Search code examples
pythonregexregex-lookaroundslookbehind

python regex lookbehind lookahead


I posted a question a few days ago about how to catch the words in a text preceding a certain regex match. enter link description here

With the solutions proposed I play around in regex101 trying to get the words that FOLLOW the match.

This is the code:

content="""Lorem ipsum dolor sit amet (12,16) , consectetur 23 adipiscing elit. Curabitur (45) euismod scelerisque consectetur. Vivamus aliquam velit (46,48,49) at augue faucibus, id eleifend purus (34) egestas. Aliquam vitae mauris cursus, facilisis enim (23) condimentum, vestibulum enim. """

print(content)
pattern =re.compile(r"((?:\w+ ?){1,5}(?=\(\d))(\([\d]+\))(?: )(?:\w+ ?){1,5}")
matches = pattern.findall(content)
print('the matches are:')
print(matches)

the regex works and catches numbers between parenthesis.

this being the explanation of the regex

((?:\w+ ?){1,5}(?=\(\d))(\([\d]+\))(?: )(?:\w+ ?){1,5}
________________________***********++++++++++++++

____ = this is the look behind.
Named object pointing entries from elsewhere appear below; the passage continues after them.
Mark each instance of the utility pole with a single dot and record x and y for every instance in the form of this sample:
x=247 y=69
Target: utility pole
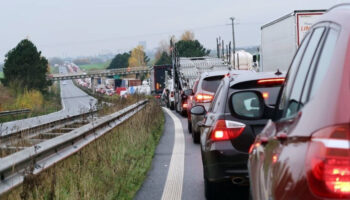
x=233 y=42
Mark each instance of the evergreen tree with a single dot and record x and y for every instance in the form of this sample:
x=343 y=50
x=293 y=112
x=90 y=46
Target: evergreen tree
x=164 y=59
x=25 y=67
x=120 y=61
x=191 y=48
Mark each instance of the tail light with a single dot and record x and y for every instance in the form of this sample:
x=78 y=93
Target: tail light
x=271 y=81
x=203 y=98
x=226 y=130
x=328 y=162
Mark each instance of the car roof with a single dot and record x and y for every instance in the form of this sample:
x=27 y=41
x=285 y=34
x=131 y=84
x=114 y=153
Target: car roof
x=255 y=76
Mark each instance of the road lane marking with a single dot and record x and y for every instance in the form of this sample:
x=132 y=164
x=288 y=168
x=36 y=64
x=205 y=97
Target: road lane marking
x=174 y=182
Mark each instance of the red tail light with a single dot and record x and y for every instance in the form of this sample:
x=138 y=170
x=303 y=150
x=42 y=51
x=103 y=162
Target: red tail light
x=226 y=130
x=328 y=162
x=203 y=98
x=271 y=81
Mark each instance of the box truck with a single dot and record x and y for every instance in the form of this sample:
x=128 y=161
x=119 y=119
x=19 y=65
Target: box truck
x=281 y=38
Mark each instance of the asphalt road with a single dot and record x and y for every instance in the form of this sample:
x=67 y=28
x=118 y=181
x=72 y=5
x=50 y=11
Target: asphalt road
x=74 y=101
x=163 y=182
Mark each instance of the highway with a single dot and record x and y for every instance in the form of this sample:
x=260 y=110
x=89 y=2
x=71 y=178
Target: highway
x=177 y=173
x=74 y=101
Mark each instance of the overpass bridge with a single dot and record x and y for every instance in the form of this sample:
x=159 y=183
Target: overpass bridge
x=99 y=73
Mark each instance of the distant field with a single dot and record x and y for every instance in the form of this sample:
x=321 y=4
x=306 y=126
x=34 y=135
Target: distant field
x=94 y=66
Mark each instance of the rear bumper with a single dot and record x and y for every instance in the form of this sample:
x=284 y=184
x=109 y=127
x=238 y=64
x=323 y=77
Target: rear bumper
x=222 y=163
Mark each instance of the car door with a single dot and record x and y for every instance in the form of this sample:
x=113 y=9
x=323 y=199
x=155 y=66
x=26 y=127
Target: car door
x=281 y=150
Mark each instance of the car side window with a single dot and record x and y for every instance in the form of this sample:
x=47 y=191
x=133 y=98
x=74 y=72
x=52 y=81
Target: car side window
x=294 y=101
x=216 y=101
x=324 y=61
x=291 y=75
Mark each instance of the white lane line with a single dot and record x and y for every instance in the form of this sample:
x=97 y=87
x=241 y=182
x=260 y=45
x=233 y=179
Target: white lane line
x=173 y=185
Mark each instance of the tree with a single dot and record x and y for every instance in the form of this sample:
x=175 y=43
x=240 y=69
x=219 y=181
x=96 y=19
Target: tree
x=187 y=35
x=138 y=57
x=120 y=61
x=164 y=59
x=191 y=48
x=24 y=66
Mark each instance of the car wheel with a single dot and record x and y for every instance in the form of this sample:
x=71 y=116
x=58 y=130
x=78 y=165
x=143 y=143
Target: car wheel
x=210 y=189
x=195 y=136
x=189 y=126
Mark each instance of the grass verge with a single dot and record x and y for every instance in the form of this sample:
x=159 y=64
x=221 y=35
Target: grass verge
x=112 y=167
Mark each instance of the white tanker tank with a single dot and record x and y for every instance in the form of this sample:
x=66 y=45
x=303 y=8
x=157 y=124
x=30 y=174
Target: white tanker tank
x=243 y=60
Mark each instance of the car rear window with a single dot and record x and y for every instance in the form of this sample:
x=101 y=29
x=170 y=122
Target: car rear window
x=270 y=94
x=211 y=84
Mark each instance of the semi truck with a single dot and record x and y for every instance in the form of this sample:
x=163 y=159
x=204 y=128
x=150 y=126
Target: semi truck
x=281 y=38
x=158 y=78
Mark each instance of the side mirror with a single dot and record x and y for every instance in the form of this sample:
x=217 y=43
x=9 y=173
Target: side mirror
x=188 y=92
x=198 y=110
x=248 y=105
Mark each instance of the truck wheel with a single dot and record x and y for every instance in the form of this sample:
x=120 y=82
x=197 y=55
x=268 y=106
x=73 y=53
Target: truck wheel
x=189 y=126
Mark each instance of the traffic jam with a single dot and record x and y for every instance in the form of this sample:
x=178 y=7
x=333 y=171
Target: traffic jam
x=282 y=132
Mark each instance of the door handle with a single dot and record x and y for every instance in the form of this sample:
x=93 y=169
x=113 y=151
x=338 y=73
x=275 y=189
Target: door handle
x=264 y=140
x=282 y=136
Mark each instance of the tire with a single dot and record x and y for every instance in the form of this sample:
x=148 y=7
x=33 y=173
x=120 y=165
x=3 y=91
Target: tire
x=195 y=136
x=210 y=190
x=189 y=126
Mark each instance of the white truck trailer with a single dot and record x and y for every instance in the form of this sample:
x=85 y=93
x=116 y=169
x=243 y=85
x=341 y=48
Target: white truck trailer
x=281 y=38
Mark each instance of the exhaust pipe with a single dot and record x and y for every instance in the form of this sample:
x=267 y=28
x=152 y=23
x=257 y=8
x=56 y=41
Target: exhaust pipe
x=239 y=180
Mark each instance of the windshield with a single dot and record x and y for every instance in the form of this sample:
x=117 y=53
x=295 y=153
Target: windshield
x=211 y=84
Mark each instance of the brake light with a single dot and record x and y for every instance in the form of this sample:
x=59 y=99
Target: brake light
x=204 y=98
x=226 y=130
x=266 y=95
x=328 y=162
x=271 y=81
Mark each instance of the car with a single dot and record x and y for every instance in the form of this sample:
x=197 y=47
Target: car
x=225 y=139
x=189 y=102
x=206 y=87
x=304 y=151
x=205 y=90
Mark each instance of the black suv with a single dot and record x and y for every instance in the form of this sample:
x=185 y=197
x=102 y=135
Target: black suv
x=225 y=139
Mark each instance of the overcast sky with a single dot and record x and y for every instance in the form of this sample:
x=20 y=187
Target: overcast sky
x=90 y=27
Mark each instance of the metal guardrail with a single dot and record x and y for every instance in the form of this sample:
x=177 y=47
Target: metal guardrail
x=34 y=160
x=99 y=73
x=14 y=112
x=40 y=127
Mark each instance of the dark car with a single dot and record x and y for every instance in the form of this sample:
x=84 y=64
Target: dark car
x=205 y=91
x=304 y=152
x=225 y=139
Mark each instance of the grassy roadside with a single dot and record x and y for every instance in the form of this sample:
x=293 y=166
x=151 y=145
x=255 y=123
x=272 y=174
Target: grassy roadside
x=113 y=167
x=98 y=66
x=40 y=104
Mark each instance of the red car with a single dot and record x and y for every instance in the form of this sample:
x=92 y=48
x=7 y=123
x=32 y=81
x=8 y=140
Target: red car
x=304 y=151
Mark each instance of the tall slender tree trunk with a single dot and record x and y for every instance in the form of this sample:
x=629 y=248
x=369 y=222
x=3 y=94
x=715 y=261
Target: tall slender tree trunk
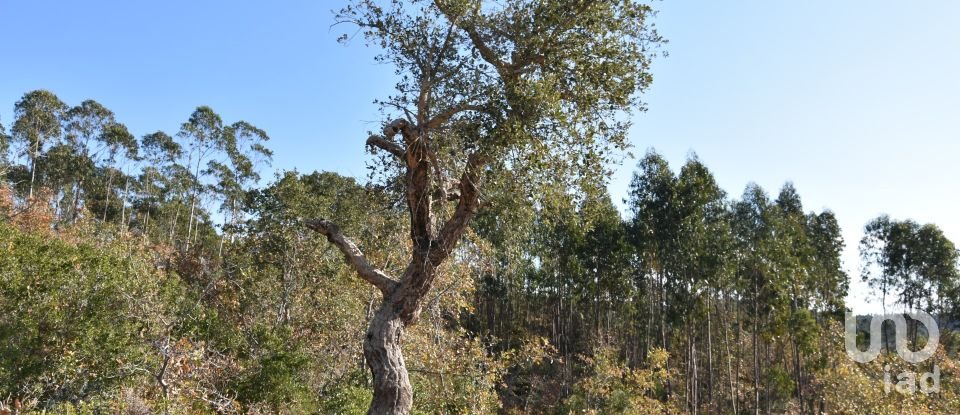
x=709 y=356
x=33 y=168
x=106 y=202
Looks for 1 to 5 words before the match up to finding an open (

****= the actual regex ===> numbers between parenthesis

++++= This is the part I pretend to use to catch words AFTER the regex.

I tried it in regex101 with this apparently nice result:

enter image description here

But the result of the code is the following:

[('Curabitur ', '(45)'), ('id eleifend purus ', '(34)'), ('facilisis enim ', '(23)')]

as you see the list includes tupples with first the preceding words, and then the match itself, BUT NOT THE FOLLOWING WORDS.

Where is the catch????

My expected result would be:

matches=[('Curabitur ', '(45)', '**euismod scelerisque consectetur**'), ('id eleifend purus ', '(34)', '**egestas**'), ('facilisis enim ', '(23)', '**condimentum**')]


Solution

  • Your regex needs to have a 3rd capturing group as well in order to be returned by findall:

    >>> print re.findall(r"((?:\w+ ?){1,5}(?=\(\d))(\(\d+\))(?: )((?:\w+ ?){1,5})", content)
    [('Curabitur ', '(45)', 'euismod scelerisque consectetur'), ('id eleifend purus ', '(34)', 'egestas'), ('facilisis enim ', '(23)', 'condimentum')]
    

    Note ((?:\w+ ?){1,5}) as 3rd capture group.

    Also note that [\d]+ is equivalent of \d+.